In my last blog post, I drew attention to the Middle East’s plans for nuclear energy. For example, the UAE (United Arab Emirates) has its first reactor coming online next year , Jordan has two reactors on order and Oman is investing $120M in Berkeley Energy’s Salamanca uranium project. However, the home of Big Oil has one country whose nuclear ambitions outshine all of its neighbours: Saudi Arabia.
The Saudis currently have sixteen reactors in the proposal stage and, earlier this month, Utilities Middle East Magazine reported that the country is currently seeking international partners to push its nuclear development plans forward.
According to the article, the president of King Abdullah City for Atomic and Renewable Energy (KACARE) has held "high-level meetings with representatives of Russian, US, Japanese, and South Korean delegations" to review how they may support the kingdom's plans to implement the National Atomic Energy Project. The officials are said to have discussed feasibility studies, as well as front end engineering designs (FEED) for the construction of the country’s first two reactors.
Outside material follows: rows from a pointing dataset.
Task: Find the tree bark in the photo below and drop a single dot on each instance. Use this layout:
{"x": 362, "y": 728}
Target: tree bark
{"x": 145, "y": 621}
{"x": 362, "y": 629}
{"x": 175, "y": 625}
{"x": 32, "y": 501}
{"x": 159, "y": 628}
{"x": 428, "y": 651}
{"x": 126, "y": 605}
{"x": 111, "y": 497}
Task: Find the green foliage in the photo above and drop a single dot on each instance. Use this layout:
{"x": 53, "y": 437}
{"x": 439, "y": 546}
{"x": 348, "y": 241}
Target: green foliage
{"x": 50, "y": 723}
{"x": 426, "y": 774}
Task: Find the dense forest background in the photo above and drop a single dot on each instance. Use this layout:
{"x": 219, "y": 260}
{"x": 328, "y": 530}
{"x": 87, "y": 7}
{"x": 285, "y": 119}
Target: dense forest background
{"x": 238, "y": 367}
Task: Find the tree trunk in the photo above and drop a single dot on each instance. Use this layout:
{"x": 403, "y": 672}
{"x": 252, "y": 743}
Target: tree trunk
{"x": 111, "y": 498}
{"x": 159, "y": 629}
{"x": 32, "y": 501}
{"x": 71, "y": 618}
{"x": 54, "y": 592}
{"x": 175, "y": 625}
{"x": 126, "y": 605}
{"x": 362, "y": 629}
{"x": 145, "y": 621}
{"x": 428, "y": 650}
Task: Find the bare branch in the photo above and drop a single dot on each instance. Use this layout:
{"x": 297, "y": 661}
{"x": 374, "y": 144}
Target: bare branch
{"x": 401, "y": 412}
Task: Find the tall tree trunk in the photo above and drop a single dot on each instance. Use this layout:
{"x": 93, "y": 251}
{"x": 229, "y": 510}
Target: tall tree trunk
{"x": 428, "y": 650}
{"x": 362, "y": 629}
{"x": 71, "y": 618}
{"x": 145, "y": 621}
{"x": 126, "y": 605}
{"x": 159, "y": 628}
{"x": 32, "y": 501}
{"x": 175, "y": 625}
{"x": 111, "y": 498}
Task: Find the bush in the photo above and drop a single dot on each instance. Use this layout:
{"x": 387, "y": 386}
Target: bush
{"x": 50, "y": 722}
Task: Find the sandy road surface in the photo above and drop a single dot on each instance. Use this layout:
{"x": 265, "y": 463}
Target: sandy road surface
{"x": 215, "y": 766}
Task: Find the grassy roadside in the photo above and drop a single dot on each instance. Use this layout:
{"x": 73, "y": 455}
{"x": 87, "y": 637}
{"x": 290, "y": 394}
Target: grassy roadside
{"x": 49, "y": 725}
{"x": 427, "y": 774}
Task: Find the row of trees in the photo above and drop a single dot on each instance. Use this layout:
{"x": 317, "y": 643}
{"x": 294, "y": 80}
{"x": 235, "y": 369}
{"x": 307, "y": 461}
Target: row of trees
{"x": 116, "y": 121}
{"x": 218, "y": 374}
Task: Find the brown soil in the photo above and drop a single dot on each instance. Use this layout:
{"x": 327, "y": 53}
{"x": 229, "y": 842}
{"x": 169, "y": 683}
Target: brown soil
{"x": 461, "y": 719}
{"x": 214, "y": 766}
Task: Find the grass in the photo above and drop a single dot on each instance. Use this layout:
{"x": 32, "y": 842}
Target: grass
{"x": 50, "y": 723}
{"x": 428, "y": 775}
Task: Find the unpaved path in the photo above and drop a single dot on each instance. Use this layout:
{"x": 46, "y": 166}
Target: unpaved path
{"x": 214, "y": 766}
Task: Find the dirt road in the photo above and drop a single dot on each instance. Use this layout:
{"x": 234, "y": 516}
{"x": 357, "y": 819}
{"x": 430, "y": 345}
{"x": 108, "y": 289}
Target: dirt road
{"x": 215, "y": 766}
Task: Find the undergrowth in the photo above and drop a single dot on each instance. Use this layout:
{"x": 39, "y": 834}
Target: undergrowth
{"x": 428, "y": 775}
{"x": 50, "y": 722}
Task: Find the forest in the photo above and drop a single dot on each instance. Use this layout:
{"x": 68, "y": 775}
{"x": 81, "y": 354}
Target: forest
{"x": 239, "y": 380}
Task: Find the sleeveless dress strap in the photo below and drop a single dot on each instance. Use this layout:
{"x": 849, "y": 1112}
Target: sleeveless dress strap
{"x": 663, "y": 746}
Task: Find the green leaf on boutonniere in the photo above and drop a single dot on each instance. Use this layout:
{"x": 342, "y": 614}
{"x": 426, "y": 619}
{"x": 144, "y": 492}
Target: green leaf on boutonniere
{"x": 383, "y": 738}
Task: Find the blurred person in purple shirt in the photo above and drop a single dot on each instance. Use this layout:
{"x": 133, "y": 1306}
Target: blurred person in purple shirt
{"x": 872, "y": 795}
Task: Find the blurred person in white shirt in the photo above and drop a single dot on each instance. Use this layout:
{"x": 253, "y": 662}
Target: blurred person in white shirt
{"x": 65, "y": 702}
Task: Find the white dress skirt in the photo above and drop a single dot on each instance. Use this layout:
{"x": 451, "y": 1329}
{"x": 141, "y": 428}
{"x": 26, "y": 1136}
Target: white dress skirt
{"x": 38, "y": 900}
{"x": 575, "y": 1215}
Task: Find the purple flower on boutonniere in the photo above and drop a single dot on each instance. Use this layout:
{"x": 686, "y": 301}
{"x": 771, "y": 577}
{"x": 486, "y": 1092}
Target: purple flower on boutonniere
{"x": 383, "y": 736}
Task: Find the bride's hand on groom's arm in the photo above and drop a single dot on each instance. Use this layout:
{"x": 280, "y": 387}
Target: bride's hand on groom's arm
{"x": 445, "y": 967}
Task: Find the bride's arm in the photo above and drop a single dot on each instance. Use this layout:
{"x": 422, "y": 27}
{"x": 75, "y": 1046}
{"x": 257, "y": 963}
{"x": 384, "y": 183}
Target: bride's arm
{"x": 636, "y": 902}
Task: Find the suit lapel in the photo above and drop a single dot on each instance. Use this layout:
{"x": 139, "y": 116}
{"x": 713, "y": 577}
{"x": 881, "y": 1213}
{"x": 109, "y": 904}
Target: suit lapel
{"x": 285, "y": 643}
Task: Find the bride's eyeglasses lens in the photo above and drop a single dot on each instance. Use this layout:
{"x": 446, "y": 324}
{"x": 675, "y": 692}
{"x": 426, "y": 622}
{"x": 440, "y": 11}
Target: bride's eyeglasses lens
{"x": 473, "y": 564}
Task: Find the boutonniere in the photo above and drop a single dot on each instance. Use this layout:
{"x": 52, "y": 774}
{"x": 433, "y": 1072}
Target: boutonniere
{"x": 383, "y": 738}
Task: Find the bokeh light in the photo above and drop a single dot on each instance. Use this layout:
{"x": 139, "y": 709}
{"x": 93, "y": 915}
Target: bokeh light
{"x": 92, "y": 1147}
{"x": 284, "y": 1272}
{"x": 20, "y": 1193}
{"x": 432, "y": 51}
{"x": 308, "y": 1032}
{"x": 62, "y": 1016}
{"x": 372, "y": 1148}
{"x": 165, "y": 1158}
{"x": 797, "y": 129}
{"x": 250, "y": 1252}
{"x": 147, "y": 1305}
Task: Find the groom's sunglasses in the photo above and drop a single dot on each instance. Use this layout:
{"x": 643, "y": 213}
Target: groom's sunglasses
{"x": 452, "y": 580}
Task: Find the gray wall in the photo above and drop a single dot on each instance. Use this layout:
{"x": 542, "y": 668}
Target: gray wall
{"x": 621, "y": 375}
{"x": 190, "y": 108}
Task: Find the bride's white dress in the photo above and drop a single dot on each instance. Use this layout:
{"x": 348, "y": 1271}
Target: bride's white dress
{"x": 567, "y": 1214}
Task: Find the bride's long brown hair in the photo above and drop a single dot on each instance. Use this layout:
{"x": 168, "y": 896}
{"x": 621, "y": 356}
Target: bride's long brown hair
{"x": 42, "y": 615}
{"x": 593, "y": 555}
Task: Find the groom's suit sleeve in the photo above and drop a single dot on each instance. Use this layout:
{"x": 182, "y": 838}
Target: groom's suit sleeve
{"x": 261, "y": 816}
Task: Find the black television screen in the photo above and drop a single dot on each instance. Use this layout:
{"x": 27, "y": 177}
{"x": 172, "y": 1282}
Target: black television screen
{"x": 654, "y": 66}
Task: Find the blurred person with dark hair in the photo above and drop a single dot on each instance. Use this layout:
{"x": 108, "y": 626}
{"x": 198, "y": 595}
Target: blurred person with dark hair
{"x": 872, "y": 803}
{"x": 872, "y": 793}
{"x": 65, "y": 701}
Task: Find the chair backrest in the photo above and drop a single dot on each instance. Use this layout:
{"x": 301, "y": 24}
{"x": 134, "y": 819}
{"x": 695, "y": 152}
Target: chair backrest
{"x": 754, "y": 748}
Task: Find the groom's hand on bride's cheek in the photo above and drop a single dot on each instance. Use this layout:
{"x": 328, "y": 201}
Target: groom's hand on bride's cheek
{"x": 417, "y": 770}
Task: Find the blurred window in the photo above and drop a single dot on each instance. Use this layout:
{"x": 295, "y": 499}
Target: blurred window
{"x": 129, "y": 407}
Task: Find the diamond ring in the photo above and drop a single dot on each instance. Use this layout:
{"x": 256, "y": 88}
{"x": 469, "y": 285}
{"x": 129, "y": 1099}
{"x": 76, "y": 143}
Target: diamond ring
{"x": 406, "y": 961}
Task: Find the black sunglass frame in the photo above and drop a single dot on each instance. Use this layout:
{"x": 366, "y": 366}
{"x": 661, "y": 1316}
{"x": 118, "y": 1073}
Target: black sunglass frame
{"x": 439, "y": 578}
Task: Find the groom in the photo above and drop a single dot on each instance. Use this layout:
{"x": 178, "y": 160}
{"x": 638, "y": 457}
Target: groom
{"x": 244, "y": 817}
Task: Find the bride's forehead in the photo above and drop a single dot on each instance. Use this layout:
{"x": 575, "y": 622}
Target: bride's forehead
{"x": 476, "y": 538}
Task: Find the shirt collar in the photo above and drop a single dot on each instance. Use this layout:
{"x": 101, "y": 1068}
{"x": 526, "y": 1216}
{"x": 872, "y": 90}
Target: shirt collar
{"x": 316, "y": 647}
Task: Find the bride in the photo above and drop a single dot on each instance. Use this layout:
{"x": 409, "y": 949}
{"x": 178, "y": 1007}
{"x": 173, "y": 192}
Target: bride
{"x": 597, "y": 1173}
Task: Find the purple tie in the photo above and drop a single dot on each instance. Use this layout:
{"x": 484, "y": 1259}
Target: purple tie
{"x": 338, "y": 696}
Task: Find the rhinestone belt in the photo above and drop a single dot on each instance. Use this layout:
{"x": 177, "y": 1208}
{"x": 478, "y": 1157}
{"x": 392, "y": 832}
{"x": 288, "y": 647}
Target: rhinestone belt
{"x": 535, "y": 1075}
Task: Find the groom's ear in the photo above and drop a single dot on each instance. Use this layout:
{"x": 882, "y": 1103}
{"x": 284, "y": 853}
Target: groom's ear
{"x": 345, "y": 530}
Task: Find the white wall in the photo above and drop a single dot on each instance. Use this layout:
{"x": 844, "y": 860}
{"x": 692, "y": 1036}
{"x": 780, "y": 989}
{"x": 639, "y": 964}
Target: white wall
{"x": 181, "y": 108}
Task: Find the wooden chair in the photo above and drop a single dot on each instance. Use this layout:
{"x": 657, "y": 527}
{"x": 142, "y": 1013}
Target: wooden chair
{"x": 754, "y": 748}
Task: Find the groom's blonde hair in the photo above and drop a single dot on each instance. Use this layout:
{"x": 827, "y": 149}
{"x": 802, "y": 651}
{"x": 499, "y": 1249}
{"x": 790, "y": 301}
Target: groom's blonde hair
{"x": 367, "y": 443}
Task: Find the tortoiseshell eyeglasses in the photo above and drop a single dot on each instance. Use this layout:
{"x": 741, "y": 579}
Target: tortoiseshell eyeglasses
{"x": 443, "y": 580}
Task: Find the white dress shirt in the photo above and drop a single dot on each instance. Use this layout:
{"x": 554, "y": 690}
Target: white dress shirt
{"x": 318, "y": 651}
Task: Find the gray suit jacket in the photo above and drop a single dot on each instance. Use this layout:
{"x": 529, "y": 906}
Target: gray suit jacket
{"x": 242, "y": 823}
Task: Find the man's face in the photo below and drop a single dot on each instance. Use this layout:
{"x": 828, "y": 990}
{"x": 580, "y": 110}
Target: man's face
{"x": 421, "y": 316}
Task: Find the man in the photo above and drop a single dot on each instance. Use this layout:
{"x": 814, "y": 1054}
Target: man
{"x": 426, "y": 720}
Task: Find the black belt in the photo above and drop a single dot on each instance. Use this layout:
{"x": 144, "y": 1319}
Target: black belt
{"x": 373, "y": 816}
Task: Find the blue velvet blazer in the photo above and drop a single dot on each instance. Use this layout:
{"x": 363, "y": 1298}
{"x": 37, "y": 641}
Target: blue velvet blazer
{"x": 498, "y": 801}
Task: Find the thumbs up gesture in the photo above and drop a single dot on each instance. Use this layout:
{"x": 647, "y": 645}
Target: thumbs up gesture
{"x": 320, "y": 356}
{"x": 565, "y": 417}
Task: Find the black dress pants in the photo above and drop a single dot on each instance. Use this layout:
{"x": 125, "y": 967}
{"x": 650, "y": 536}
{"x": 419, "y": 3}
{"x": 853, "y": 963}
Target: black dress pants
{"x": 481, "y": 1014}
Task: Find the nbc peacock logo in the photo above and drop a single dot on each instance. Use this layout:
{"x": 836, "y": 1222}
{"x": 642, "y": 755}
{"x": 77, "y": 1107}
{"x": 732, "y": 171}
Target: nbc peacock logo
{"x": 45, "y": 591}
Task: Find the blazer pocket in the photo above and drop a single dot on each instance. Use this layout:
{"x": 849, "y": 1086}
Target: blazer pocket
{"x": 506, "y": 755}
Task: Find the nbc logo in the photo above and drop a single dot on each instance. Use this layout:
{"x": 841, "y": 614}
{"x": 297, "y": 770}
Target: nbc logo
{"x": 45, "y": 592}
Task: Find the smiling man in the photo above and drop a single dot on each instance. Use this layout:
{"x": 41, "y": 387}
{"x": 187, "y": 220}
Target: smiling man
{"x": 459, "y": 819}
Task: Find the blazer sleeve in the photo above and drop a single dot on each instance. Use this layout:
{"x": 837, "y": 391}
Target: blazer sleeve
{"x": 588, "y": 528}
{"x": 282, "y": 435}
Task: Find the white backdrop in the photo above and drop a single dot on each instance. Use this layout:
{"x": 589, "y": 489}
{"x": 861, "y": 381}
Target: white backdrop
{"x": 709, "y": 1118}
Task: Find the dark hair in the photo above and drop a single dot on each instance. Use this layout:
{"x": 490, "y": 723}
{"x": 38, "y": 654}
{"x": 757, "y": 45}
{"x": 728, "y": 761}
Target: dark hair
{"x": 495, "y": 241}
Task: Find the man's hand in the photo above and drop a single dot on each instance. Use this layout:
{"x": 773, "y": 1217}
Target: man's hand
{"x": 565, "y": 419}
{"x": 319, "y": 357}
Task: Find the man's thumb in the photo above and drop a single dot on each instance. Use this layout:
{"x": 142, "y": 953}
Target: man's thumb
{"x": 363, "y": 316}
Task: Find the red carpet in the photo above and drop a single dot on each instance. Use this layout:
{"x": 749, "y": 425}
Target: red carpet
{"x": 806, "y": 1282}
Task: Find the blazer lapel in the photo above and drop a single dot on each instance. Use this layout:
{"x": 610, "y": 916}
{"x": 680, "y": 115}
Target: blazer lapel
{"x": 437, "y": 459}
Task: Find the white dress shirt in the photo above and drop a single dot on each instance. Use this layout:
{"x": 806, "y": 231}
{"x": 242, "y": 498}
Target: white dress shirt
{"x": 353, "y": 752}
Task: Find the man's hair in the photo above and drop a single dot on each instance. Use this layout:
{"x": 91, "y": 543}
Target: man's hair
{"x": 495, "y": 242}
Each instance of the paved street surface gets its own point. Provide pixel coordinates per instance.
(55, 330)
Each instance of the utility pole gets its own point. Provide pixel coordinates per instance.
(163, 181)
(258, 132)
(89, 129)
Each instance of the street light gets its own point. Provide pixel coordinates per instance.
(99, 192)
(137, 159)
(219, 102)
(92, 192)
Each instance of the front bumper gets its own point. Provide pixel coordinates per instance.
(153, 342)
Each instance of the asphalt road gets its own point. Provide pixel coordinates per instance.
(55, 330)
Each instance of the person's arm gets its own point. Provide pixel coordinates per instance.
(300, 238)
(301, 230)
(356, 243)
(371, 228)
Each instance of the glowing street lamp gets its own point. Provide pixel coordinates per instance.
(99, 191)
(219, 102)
Shortly afterwards, Rosatom announced that KACARE had signed a “Programme for Cooperation in the Peaceful Uses of Nuclear Energy” with Russia. According to a news release issued by Rosatom, the programme “provides for cooperation between Russia and Saudi Arabia in several key areas such as small and medium reactors that could be used for both power generation and water desalination, in the area of human resources and nuclear infrastructure development for the Saudi national nuclear programme.”
For me, Big Oil turning to nuclear is one of the most under-reported energy trends out there. You have these countries with huge energy reserves and low energy costs that are stepping forward to embrace nuclear power generation. Yes, they also have ambitious solar energy plans – unsurprisingly for countries that see so much sun. However, they understand that a large percentage of their energy mix has to deliver baseload power and to do that – assuming you want the baseload power to be clean – you have to include nuclear energy.